Harnessing the spending habits of millennials when it comes to both their own health and that of their animal friends, True Leaf established a new division in autumn of 2015 to develop and market nutritional supplements for pets that contain hemp and other ingredients targeting specific health conditions. According to Chief Executive Officer Darcy Bomford, True Leaf sees annual sales in the True Leaf Pet division potentially reaching close to $30 million in five years’ time.
“We know we can sell pet products today and there are no legal issues. We have a great product line and that is our focus,” explains Bomford. “We count zero revenue on the True Leaf Medicine side in our model, so any value attributed as we move through the various stages of Health Canada’s approvals process just improves our prospects.”
Bomford knows of what he speaks when it comes to pet products, having spent some 25 years of his career to date in the manufacture and marketing of natural products for the industry. His previous company was purchased in 2012, which freed him up to work with True Leaf, and further to consider the pet food space once the non-compete clause in the transaction agreement had expired.
“A lot of people don’t realize how big the pet food industry is until they get a dog – once you go to the pet food aisle or a specialty retailer, that is when you sense its massive size,” says Bomford. “Our product line is geared toward the millennial and baby boomer generations, which tend to appreciate natural ingredients and the value of nutritional balance.”
Being in a big industry is great, but it typically means there is lots of competition. Fortunately for True Leaf, their products have clear points of differentiation.
True Hemp Chews come in three different formulations: Hip + Joint, Calming and Health.
“Hip + Joint is for inflammation in older dogs, Calming is for anxious dogs, and Health incorporates antioxidants for general wellness support,” says Bomford. “Each formula has a hemp seed or hemp seed oil base, and then we add other ingredients. Hip + Joint has natural sources of glucosamine from green lip mussel, and it also contains turmeric root, which is known to have anti-inflammatory properties. With Calming we use an amino acid from green tea call L-theanine, plus calming herbs such as chamomile and lemon balm. Health support has DHA, a form of Omega-3 from algae, and pomegranate.”
True Leaf has gotten True Hemp Chews onto the shelves of approximately 500 retail outlets in North America so far. Next steps involve building out the line with new products and increasing the store count. Bomford sees the line extensions leading to larger order sizes from both distributors and individual stores. “We have an oil product that you pour on your pet’s food every day, and a stick format that covers the chewing function,” says Bomford. “Down the road we are looking at launching a veterinary line with higher inclusions of the active ingredients and a functional chew for cats that addresses joint health.”
Moving quickly to make the most of its early-mover advantage, True Leaf introduced True Hemp Chews to the European market in May of this year and is now featured in the well-established Pets Corner chain of stores in the UK. Expansion into continental Europe is on tap for 2017.

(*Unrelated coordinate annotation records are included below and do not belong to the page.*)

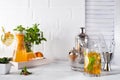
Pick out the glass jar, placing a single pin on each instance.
(92, 64)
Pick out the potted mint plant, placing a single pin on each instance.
(32, 35)
(4, 65)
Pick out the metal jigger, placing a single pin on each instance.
(107, 56)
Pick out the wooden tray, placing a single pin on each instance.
(31, 63)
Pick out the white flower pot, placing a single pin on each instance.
(5, 68)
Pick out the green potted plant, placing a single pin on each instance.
(4, 65)
(33, 35)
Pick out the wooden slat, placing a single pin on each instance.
(100, 18)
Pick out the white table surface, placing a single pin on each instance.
(57, 70)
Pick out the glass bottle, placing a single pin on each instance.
(20, 53)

True Leaf developed its products with assistance from a graduate student at Cornell University, and given his background Bomford knows how to take the formulations, brand them properly and build the business. “We use the co-pack model to avoid becoming capital intensive,” explain Bomford. “With my previous contacts I know basically all of the manufacturers worldwide, so we leverage other companies’ manufacturing capacity and focus our efforts on the brand. This is a necessary model for international expansion because we can have products made to order locally. We just provide the packaging and then are able to warehouse nearby and serve that geographic market.”

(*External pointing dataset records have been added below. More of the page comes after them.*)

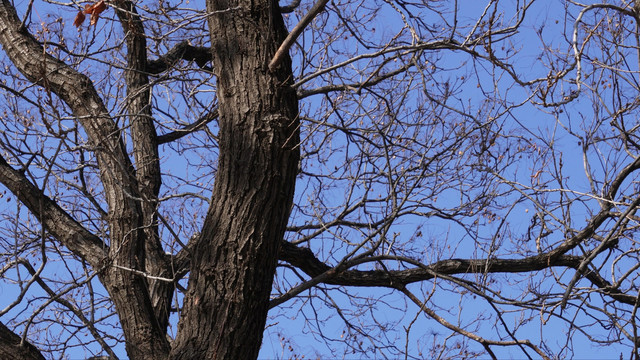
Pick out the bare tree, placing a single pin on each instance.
(181, 178)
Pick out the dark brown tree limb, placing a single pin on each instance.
(57, 221)
(305, 260)
(235, 257)
(145, 338)
(201, 55)
(147, 159)
(12, 346)
(293, 35)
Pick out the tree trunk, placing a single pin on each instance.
(234, 261)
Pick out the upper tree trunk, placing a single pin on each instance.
(234, 261)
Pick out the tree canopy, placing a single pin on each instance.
(380, 178)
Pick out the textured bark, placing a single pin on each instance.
(12, 347)
(232, 270)
(147, 160)
(128, 291)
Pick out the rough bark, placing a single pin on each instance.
(12, 347)
(147, 160)
(232, 270)
(128, 291)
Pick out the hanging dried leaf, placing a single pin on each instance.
(79, 19)
(94, 10)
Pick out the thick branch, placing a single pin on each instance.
(12, 347)
(57, 221)
(306, 261)
(147, 159)
(293, 35)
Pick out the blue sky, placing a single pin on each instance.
(311, 325)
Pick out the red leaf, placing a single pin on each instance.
(95, 10)
(79, 19)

Balance in nutrition and balance in business. It is a combination that investors so far seem to be liking, and the philosophy has enabled Bomford to attract a balanced management team as well, with deep experience in everything from marketing to finance and quality control. Even former British Columbia Premier Mike Harcourt is on board – quite literally, as Chairman.

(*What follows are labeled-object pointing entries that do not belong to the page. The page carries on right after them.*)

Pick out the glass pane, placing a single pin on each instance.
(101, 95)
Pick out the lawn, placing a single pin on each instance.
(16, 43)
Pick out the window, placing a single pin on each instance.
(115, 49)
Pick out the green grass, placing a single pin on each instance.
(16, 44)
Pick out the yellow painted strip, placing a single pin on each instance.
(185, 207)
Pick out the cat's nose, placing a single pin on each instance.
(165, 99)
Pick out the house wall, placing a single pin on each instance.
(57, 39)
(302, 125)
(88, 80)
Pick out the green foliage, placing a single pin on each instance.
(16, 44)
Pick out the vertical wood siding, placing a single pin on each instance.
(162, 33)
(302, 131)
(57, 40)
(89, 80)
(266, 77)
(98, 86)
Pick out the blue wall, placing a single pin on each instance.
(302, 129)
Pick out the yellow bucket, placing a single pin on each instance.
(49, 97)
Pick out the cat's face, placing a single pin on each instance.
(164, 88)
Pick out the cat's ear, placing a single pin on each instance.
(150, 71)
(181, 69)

“I think in general, the marijuana producers that have legs at this stage of the industry’s development are those with alternative revenue streams. That is what our pet supplement division provides us and we are happy with our progress there so far,” Bomford concludes. “True Leaf has a very good chance to develop its Medicine division as a supplier of medical marijuana, but you have to put yourself in a position to weather the storm that is the approvals process. I believe we have set our company up well to do that.”